FMI projeta crescimento de 2,4% para PIB dos EUA em 2026; inflação deve atingir meta apenas em 2027

Relatório do Fundo Monetário Internacional indica que economia americana mantém desempenho sólido, mas inflação só deve convergir para 2% no primeiro semestre de 2027.

Publicado em 02/04/2026 às 10:43
Imagem ilustrativa gerada por inteligência artificial Nano Banana (Google Imagen)

O Fundo Monetário Internacional (FMI) avaliou que a economia dos Estados Unidos registrou “bom desempenho” em 2025, com crescimento de 2%, impulsionado por forte produtividade, mesmo diante de mudanças relevantes na política econômica e de uma paralisação parcial do governo no final do ano.

Para 2026, o FMI projeta uma tração moderada do Produto Interno Bruto (PIB), que deve crescer 2,4% no quarto trimestre em relação ao mesmo período do ano anterior. Em 2027, a expectativa é de expansão próxima de 2,1%. A medida de inflação pelo índice de preços PCE — métrica preferida do Federal Reserve (Fed) — deve se manter em 2,8% em 2026, antes de desacelerar para 2% em 2027, atingindo o patamar da meta estabelecida pela autoridade monetária americana.

De acordo com o relatório, a trajetória de desinflação será favorecida pela dissipação dos efeitos das tarifas e pela previsão de queda nos preços do petróleo. Isso deve permitir que o núcleo do PCE retorne ao nível de 2% já no primeiro semestre de 2027. Ainda assim, o FMI ressalta que a inflação mostra resiliência no curto prazo.

O crescimento do emprego deve continuar desacelerando, em ritmo inferior ao observado antes da pandemia, refletindo fatores como a menor expansão da população em idade ativa. Apesar disso, a taxa de desemprego deverá permanecer nos próximos 4% nos próximos anos, segundo as projeções do Fundo.

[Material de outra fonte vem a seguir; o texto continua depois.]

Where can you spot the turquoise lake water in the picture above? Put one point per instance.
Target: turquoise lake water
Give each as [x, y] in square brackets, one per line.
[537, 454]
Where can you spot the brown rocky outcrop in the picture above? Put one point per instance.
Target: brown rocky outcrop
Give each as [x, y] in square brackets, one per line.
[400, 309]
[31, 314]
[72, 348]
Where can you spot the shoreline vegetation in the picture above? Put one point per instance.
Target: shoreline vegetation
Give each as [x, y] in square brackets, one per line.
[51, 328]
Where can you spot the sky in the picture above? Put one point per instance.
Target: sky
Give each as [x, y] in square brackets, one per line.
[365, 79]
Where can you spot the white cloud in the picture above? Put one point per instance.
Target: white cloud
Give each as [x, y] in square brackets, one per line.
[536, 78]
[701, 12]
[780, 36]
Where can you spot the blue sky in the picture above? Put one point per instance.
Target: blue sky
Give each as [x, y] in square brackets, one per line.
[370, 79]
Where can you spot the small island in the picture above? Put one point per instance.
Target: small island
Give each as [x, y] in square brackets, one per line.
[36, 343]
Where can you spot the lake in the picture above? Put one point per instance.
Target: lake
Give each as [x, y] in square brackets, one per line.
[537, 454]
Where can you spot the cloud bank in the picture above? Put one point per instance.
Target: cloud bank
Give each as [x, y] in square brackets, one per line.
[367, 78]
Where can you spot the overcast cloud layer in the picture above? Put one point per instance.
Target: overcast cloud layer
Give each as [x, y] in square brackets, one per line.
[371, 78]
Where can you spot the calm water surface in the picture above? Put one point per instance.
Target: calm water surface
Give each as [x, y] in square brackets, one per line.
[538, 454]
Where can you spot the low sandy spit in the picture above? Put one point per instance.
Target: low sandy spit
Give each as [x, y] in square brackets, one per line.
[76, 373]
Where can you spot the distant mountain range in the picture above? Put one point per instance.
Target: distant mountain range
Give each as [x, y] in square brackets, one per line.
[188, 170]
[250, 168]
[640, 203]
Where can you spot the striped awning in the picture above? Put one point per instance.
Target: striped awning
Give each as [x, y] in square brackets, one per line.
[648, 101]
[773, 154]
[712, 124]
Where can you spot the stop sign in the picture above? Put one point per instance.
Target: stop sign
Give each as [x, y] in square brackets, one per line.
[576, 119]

Os riscos de curto prazo para o crescimento econômico e para o mercado de trabalho são considerados “amplamente equilibrados”. No entanto, o FMI alerta que a alta dos preços de energia representa um factor de pressão inflacionária. Os diretores também expressaram preocupação com o aumento das incertezas domésticas e globais, incluindo o conflito no Oriente Médio.

No âmbito fiscal, o FMI adota uma postura mais cautelosa: a dívida do governo geral dos EUA deve ultrapassar 140% do PIB até 2031, em razão de déficits persistentes. O Fundo também projeta que a taxa efetiva de tarifas de importação será estabilizada entre 7% e 8,5%, com a implementação de novas medidas tarifárias.

Quanto à política monetária, os diretores do FMI consideraram a execução dos cortes de juros promovidos pelo Fed em 2025, mas avaliaram que há pouco espaço para novas reduções em 2026, ainda devido às pressões inflacionárias presentes.